The mission of Race & Resistance Studies is to prepare students to think critically, nurture a social consciousness, actively engage with and respond to community needs, develop leadership skills, while deepening a foundation of knowledge related to the multiple histories and cultures of communities of color within and outside the United States. To do so, Race and Resistance Studies utilizes an approach that is comparative/relational, interdisciplinary, intersectional, and centered in a praxis of resistance.
RRS is committed to the study of race-related processes underlying many social problems and the forms of resistance and struggle aimed at social justice. Our program explores these processes through a comparative and relational approach — examining how people of color and indigenous people face and resist social inequalities. We utilize a comparative framework, comparing and contrasting the distinct experiences of different racialized communities. At the same time, recognizing that communities do not exist in isolation from one another and that race itself is a mutually constitutive process, we attend to intersection, interaction, and the complexities of identity, community formation, and social struggle.
Our curriculum emphasizes intersectionality — the critical analysis of the ways in which existing knowledge structures such as race, class, gender, sexuality, nationality, and religion can work to erase, elide, and oppress subjects who occupy more than one position. We respect the sovereignty and distinct disciplines, methodologies, and histories of Africana Studies, American Indian Studies, Asian American Studies, and Latina/o Studies, as well as the ways in which they already address pan-ethnic, comparative, and mixed race identities and histories within their groups.

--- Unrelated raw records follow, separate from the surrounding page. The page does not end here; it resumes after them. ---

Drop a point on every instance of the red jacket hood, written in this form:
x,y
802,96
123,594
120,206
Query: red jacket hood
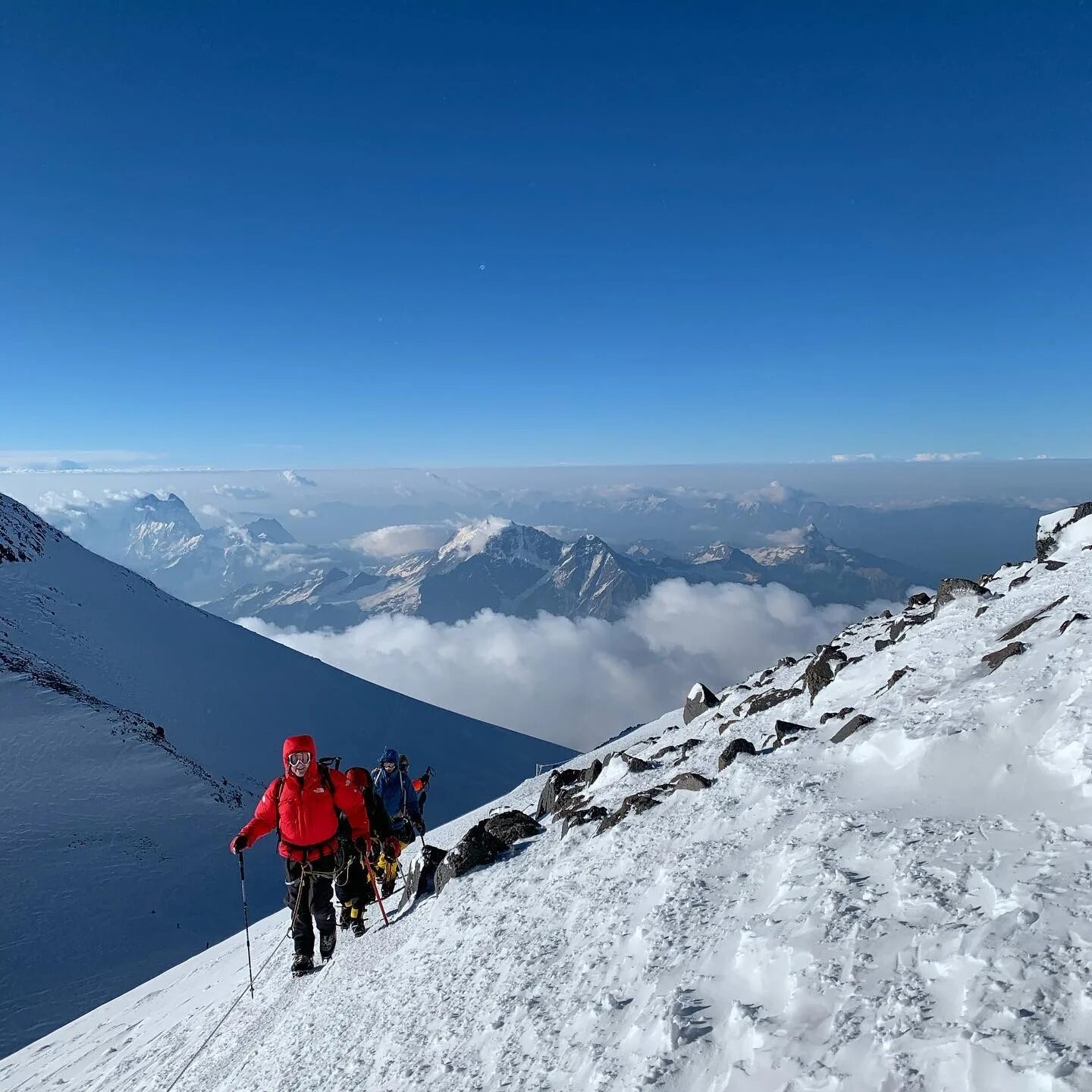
x,y
294,744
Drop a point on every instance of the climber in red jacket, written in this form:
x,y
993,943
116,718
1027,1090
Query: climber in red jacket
x,y
303,807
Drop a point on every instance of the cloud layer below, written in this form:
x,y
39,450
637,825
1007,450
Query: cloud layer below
x,y
578,682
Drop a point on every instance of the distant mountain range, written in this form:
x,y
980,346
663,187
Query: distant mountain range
x,y
519,570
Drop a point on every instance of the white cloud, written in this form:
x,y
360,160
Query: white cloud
x,y
25,461
293,478
240,491
945,457
402,538
507,670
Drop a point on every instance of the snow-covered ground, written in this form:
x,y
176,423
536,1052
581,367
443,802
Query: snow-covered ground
x,y
905,910
136,733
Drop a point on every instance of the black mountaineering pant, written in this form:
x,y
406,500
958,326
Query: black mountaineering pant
x,y
310,895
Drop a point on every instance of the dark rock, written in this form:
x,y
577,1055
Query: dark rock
x,y
1025,623
592,772
761,702
510,827
700,700
593,814
996,659
821,672
953,588
901,673
1069,622
838,715
1046,541
734,749
849,729
635,764
554,789
478,846
684,748
690,782
637,804
786,731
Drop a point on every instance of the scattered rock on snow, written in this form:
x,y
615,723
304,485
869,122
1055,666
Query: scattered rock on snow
x,y
510,827
855,725
1069,622
955,588
690,782
830,717
699,700
478,846
734,749
996,659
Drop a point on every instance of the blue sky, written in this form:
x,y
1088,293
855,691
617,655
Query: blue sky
x,y
265,234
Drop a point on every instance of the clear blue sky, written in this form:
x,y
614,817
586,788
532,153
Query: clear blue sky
x,y
532,233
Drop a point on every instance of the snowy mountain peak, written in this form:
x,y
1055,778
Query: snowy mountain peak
x,y
23,535
472,540
265,530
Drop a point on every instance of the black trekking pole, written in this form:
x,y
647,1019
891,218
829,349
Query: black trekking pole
x,y
246,922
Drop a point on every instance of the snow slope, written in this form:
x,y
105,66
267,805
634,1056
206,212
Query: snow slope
x,y
902,910
136,732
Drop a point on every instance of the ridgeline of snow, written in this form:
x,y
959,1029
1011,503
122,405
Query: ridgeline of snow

Race and Resistance Studies examines how social problems are fueled by racial and ethnic discrimination by drawing from these multiple methodologies.
We employ interdisciplinary approaches that explore the social, economic, and political aspects of race and resistance (e.g. movements, laws, policies) along with cultural dimensions as exhibited in humanistic forms of expression (eg. literature, media, music). This provides students with a multi-faceted understanding of the forms of oppression and struggles for change.
An integral part of our academic mission is to further develop our students’ understanding of Resistance in the context of how racist domination and power is not only reproduced but also challenged. Our degree will produce cohorts of highly motivated, critical thinkers and socially engaged students who will use their analytic frameworks to build upon existing service and organizing work among disenfranchised communities of color in the U.S. and abroad. We seek to build a praxis that unites both theory/study and practice/organizing. As such, our students have and will continue to be engaged with social movement building efforts that allow them to demonstrate their development as leaders and engage a life committed to both understanding and transforming the world on the basis of social justice.